WASHINGTON—Digital 4th – a coalition comprised of the American Civil Liberties Union, Americans for Tax Reform, Center for Democracy & Technology and Heritage Action for America – reacted to the Senate Judiciary Committee’s hearing on reforming the Electronic Communications Privacy Act (ECPA).
“By going to a third party email provider with a subpoena rather than a warrant, the IRS, SEC, FTC and other Obama Administration agencies want to expand their power to look into citizen’s private information stored on the Internet.
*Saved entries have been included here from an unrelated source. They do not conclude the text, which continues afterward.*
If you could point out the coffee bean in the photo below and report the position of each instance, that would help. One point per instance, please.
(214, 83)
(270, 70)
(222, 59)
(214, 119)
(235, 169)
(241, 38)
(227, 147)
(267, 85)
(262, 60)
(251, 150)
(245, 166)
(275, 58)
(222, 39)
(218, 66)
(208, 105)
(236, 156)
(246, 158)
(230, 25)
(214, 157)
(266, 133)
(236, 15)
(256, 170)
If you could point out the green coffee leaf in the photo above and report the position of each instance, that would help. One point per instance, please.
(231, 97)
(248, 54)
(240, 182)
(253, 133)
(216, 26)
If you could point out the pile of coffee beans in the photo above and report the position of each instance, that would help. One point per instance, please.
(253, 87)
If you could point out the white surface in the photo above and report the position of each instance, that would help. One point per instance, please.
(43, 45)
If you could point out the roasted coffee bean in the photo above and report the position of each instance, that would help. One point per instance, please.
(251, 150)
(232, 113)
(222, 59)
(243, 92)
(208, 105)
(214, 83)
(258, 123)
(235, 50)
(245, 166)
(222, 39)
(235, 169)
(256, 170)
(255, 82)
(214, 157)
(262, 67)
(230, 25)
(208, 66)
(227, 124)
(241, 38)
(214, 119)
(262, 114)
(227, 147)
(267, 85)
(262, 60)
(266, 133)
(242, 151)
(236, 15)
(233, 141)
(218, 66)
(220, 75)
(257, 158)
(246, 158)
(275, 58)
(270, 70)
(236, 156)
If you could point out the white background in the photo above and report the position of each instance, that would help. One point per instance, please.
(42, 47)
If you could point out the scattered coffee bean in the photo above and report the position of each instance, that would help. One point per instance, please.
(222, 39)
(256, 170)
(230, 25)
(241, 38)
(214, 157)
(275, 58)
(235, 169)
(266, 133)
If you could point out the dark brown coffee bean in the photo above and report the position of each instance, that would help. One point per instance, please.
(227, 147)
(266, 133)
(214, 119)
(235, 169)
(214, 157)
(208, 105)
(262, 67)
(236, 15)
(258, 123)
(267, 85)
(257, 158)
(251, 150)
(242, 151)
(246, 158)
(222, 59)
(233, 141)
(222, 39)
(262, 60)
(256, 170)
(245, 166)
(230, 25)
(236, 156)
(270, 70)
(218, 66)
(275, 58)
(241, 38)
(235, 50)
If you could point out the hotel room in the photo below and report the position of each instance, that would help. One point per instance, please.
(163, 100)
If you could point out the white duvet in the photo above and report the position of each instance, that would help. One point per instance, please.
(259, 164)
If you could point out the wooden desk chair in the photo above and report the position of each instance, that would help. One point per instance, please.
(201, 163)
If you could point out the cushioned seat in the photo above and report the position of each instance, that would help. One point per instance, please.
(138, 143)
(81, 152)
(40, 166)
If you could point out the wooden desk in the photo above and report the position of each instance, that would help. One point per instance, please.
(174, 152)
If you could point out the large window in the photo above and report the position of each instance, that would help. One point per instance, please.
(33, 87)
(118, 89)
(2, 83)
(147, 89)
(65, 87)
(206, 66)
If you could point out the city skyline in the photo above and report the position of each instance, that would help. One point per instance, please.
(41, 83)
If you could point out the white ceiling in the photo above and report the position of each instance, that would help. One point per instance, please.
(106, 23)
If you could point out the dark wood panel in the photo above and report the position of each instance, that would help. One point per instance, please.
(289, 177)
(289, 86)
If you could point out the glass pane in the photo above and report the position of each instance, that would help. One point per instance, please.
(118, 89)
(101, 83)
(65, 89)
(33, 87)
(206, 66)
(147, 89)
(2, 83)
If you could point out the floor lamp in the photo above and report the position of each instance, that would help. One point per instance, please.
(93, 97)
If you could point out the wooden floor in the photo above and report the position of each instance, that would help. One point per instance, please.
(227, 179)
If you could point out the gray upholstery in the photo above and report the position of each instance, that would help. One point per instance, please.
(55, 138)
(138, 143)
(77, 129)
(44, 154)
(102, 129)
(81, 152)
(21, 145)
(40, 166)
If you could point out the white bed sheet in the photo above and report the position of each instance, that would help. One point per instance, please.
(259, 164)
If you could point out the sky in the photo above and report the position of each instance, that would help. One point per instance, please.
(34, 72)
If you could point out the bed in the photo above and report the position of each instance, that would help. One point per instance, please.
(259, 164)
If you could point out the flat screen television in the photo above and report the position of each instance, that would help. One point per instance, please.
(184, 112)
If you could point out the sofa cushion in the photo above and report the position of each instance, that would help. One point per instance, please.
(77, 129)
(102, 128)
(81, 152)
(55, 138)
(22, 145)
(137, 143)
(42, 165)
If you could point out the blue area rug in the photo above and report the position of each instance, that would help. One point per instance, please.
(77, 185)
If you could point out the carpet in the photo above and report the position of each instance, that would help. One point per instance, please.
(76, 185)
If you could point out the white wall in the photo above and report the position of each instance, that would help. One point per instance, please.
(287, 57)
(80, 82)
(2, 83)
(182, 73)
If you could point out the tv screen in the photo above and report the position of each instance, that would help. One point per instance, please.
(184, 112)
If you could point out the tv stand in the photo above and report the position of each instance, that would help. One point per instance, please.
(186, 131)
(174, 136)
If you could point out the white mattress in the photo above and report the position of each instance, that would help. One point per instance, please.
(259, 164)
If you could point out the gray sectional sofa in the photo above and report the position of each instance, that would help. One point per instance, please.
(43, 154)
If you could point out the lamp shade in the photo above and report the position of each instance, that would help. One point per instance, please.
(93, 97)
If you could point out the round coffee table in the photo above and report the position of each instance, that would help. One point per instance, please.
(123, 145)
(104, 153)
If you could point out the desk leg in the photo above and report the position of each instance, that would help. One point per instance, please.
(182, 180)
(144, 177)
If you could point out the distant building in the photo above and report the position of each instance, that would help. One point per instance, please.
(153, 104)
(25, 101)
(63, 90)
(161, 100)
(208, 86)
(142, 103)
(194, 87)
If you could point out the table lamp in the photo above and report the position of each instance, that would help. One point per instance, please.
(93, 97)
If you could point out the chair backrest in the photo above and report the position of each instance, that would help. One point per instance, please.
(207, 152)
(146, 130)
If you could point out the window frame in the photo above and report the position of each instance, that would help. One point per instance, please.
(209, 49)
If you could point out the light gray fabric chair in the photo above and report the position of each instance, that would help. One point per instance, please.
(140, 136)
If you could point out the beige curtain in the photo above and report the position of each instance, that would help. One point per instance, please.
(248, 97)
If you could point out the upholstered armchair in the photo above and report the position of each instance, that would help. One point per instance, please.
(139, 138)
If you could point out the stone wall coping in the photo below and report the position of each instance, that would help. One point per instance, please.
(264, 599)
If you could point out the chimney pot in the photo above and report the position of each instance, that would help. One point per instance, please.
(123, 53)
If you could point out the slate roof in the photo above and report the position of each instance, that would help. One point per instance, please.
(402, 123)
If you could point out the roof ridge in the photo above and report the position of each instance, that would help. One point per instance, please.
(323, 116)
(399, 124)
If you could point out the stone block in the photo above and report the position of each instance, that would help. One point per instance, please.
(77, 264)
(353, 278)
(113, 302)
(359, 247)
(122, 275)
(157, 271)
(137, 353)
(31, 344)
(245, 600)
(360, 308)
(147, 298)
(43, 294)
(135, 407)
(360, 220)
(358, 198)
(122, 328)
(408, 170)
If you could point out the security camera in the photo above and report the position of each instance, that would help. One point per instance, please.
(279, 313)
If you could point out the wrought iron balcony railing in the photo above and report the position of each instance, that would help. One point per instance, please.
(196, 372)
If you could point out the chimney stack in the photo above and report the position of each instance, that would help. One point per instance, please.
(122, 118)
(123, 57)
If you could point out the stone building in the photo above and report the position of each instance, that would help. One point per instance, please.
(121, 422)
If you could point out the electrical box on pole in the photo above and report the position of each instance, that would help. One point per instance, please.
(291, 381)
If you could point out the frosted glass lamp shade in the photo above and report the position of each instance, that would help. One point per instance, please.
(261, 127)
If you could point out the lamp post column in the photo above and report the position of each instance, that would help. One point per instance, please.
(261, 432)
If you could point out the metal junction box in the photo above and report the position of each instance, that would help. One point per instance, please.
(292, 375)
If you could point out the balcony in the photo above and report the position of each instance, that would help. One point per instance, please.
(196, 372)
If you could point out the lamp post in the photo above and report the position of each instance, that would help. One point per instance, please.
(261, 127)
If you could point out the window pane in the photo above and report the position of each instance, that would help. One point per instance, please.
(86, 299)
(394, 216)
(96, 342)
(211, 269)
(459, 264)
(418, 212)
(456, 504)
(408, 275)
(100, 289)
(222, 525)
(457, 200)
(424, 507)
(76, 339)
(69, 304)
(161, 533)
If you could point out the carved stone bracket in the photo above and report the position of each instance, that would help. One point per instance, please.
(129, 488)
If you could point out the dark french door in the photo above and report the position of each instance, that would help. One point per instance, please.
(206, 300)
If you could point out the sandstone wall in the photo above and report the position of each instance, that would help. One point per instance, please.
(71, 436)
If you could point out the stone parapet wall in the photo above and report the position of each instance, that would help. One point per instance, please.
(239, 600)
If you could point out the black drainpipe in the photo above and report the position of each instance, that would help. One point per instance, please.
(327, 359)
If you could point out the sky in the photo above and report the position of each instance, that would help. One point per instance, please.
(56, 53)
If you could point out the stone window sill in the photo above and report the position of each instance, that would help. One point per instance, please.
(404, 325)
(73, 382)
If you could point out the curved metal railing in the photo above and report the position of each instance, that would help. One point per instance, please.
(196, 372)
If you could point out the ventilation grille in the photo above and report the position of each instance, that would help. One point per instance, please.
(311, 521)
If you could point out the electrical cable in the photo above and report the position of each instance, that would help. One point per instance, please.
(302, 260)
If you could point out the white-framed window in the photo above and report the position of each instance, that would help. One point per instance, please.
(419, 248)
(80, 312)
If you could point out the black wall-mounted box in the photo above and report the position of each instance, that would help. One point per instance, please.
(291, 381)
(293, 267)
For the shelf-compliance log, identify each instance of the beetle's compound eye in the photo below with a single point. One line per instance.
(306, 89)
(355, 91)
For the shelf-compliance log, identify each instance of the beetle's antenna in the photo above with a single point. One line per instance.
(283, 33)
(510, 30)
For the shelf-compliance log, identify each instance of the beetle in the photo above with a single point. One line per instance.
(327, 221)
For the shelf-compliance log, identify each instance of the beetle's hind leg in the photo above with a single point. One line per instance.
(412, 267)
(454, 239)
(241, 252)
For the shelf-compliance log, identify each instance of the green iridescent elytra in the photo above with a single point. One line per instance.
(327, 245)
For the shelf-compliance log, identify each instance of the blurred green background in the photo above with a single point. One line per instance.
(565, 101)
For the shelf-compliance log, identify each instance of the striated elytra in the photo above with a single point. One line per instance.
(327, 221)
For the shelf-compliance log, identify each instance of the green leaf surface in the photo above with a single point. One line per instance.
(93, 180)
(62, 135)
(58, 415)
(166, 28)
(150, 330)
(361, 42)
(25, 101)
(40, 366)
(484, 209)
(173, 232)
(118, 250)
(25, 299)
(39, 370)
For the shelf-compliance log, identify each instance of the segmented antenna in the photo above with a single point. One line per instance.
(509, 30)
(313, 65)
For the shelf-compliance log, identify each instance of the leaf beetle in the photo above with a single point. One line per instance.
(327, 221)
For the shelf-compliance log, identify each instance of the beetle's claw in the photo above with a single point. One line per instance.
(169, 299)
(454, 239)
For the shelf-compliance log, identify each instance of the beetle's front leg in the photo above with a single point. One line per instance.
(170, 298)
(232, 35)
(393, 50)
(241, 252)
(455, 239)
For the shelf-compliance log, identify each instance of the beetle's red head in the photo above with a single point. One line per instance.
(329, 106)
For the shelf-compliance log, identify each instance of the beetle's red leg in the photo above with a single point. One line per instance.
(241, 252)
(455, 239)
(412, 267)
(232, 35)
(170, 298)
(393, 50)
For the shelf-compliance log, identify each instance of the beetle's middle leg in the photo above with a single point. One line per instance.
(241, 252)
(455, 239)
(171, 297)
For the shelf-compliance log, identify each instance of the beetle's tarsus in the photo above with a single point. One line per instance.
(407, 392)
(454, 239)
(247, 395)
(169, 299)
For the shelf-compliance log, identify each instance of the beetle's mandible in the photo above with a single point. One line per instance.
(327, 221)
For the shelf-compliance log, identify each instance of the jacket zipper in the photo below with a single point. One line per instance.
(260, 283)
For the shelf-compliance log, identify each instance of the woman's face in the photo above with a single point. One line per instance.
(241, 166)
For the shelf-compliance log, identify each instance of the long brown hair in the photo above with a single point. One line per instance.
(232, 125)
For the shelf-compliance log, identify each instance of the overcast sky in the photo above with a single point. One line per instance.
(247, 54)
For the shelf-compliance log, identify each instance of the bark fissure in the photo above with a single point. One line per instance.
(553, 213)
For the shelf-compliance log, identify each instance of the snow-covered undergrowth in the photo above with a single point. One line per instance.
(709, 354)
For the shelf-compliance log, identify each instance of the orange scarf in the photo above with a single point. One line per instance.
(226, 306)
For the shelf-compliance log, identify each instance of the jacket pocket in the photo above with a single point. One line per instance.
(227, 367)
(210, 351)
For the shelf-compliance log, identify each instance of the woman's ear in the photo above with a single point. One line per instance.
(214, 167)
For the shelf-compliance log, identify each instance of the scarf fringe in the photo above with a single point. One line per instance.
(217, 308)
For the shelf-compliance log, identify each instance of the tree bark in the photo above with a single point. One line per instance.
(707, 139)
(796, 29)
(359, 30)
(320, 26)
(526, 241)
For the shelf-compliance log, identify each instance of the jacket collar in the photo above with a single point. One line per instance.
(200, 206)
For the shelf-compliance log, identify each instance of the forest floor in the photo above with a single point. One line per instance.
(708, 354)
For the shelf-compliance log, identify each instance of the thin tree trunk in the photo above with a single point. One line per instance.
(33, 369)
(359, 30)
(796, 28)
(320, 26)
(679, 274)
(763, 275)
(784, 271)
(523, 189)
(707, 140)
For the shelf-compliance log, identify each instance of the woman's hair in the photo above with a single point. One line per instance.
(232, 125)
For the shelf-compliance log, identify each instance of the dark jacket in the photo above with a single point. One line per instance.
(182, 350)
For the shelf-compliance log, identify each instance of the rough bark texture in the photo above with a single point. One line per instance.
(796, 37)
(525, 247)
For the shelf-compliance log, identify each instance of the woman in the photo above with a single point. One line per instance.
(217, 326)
It is impossible to say with a straight face that there is a difference between the searchability of US postal mail and email, or to claim that cloud storage looks different from a file cabinet,” said Grover Norquist, President Americans for Tax Reform (ATR) and a member of Digital 4th.
“Today federal agencies attempted a huge power grab – one aimed at getting access to many Americans’ email inboxes. In a hearing before the Senate Judiciary Committee, representatives of the SEC and FTC claimed that other other types of court orders provide a comparable standard to a warrant based on probable cause. Nothing could be further from the truth. A search warrant – the standard in the constitution – allows access to information only when there is a strong likelihood it will show evidence of criminal violations of the law. That is a high standard that applies only in a narrow class of cases. By contrast the SEC and FTC are seeking access to email whenever it is relevant to civil violations of the law – such as mistakenly filling out a tax form. That is a low standard which applies in many cases. This rule would then apply to every agency – from the IRS to the local health inspector. Agencies shouldn’t be able to highjack reform to seek a digital power grab,” said Chris Calabrese, Vice President for Policy at the Center for Democracy & Technology (CDT) and a member of Digital 4th.